It's that time of the year when those who work for companies that have performed well may be fortunate enough to receive bonuses. This payment, which is usually added to your October, November or December income, could run to any amount depending on your employer's generosity.
Many researchers consider December bonuses important because they boost employee morale and give them a financial breather during the festive season, which generally has more spending demands than the rest of the year.
Extra cash, however, may tempt you to spend money on items that may turn out to be unnecessary in the long run.
A happy-go-lucky mood may result in a high drinks bill or party favours for the family, but not much to show for all your hard work. Head of financial education at Old Mutual John Manyike advises that, just as in any other month, it's vital to draw up a budget. Base your plan, realistically, on what you can afford.

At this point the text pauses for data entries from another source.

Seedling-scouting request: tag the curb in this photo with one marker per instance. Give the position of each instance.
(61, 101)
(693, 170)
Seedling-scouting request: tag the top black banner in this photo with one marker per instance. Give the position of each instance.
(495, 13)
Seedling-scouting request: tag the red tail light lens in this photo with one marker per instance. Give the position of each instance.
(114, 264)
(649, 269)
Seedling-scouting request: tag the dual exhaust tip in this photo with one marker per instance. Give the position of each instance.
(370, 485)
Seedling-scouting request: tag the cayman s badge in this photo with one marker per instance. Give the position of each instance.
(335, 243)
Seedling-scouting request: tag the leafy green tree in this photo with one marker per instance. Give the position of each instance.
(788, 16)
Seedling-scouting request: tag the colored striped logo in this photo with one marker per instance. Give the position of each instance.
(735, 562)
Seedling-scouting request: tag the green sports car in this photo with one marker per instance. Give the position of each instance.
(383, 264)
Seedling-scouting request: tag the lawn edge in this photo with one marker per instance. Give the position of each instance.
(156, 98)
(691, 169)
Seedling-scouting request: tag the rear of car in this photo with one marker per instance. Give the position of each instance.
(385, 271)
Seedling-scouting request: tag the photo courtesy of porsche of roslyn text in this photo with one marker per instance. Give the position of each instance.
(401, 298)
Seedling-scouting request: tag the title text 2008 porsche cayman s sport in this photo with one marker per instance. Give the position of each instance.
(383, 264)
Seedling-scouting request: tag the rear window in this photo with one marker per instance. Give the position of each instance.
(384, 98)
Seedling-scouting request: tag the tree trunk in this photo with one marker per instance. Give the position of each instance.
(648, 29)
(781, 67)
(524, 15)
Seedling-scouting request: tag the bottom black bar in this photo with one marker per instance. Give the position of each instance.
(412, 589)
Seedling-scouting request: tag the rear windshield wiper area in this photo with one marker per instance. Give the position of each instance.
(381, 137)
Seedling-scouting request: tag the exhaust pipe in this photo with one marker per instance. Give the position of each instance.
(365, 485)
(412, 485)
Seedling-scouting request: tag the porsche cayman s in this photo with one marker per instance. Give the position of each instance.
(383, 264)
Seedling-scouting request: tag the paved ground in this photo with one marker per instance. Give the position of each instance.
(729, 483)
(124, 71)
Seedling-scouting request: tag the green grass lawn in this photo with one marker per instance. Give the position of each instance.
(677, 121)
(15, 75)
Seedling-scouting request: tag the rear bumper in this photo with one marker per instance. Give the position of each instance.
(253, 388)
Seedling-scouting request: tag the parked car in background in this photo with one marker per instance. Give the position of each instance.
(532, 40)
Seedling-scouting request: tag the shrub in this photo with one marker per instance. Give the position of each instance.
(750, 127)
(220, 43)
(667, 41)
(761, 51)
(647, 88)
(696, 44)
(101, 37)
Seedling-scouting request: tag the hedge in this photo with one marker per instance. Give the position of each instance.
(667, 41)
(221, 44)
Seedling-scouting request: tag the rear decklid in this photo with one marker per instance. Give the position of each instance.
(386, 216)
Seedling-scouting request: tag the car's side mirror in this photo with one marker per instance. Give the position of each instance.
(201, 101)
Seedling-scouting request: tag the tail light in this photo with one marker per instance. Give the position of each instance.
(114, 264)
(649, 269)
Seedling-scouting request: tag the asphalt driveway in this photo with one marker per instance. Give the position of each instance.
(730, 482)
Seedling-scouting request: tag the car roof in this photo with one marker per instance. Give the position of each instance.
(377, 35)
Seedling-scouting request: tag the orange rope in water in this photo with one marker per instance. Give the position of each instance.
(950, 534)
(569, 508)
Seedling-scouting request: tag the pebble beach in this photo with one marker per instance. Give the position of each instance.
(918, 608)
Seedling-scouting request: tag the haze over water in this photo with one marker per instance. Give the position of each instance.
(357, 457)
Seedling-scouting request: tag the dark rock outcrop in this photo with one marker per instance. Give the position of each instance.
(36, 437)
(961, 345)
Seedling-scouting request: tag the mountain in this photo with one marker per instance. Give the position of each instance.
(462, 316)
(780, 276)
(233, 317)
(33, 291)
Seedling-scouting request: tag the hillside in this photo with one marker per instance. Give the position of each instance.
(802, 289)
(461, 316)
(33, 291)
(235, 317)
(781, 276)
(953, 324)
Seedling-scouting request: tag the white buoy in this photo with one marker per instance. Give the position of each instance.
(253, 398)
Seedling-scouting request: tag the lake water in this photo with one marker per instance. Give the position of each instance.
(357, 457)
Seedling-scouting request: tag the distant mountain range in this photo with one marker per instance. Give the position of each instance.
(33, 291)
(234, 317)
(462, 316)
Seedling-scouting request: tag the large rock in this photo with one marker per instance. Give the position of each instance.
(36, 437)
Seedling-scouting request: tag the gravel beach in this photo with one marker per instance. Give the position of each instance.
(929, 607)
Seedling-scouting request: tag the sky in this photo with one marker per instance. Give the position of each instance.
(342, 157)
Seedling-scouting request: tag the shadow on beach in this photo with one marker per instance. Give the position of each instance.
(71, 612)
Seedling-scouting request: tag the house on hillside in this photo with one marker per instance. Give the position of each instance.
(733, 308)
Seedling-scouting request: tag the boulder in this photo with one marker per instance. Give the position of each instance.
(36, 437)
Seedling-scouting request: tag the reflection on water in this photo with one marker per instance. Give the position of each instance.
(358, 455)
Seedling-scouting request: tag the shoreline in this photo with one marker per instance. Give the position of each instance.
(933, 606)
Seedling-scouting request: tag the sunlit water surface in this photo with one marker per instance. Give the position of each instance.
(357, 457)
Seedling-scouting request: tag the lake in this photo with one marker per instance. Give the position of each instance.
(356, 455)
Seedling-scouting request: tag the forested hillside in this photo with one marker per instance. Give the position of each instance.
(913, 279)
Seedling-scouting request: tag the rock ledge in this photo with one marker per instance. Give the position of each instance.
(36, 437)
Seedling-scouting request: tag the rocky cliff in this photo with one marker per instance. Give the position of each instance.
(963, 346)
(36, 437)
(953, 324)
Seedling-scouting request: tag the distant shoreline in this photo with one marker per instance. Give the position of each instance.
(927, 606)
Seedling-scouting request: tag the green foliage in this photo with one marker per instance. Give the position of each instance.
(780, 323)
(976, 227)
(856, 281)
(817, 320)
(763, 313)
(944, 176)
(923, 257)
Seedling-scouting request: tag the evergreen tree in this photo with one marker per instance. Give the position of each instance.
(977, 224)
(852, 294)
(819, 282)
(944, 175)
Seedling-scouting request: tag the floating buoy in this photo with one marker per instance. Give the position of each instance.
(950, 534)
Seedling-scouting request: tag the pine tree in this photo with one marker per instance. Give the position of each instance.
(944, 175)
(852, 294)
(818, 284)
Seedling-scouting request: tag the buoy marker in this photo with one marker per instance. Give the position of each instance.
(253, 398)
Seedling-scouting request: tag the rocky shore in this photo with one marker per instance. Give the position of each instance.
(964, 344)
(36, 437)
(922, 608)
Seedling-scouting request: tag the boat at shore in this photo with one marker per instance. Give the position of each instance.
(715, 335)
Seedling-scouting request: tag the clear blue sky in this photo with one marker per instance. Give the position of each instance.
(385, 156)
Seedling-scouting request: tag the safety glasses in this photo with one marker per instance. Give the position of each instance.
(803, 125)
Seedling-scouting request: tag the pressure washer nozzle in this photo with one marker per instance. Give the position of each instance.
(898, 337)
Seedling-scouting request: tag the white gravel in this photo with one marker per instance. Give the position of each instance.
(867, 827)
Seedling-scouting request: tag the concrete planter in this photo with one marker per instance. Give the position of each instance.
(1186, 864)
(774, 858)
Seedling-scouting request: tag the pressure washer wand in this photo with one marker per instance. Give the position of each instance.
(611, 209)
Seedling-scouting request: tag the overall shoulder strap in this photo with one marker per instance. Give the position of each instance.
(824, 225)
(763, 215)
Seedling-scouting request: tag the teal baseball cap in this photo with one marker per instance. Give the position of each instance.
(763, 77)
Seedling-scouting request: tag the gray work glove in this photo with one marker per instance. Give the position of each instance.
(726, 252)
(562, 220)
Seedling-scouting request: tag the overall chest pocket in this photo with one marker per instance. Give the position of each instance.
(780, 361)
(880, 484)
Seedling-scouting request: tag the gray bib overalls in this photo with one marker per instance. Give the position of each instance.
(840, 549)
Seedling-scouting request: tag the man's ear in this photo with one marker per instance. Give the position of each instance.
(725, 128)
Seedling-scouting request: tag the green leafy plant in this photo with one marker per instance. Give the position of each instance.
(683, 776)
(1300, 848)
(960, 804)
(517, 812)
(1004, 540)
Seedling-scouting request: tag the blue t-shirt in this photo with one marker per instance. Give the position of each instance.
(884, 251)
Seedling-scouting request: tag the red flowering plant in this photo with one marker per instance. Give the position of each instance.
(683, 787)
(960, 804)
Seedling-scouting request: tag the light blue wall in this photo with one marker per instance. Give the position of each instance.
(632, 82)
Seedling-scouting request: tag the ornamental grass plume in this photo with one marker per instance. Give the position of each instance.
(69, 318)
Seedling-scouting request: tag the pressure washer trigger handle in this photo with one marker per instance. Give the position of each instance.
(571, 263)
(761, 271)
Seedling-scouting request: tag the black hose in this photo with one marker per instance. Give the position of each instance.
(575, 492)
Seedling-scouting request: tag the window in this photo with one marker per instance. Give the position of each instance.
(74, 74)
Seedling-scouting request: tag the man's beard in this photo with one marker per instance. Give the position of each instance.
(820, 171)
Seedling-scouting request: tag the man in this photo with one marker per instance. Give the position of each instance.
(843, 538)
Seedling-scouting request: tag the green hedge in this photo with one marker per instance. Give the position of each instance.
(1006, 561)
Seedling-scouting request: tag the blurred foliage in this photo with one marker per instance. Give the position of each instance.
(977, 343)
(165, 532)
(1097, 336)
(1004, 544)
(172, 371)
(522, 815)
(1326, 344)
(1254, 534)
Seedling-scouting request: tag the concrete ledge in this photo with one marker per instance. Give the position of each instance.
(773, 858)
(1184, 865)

Whether or not you're expecting a bonus, save up for family expenses, entertainment and gifts, he advises. And before spending a cent on luxuries, fulfil all your regular monthly expenses. Only once you've done that, can you spend on luxuries.
Social expectations can be tricky, Manyike says. Often it can be difficult to draw the line.
"When deciding how much of your available funds to allocate to family obligations, make sure you balance your family's expectations with what you can afford. People need to remember that there is life after December.
Don't fall into the temptation of faking success to impress family members and old neighbours you may not even like with the money you don't have, he adds. Rather communicate openly with your family members and specify how much you have available to help.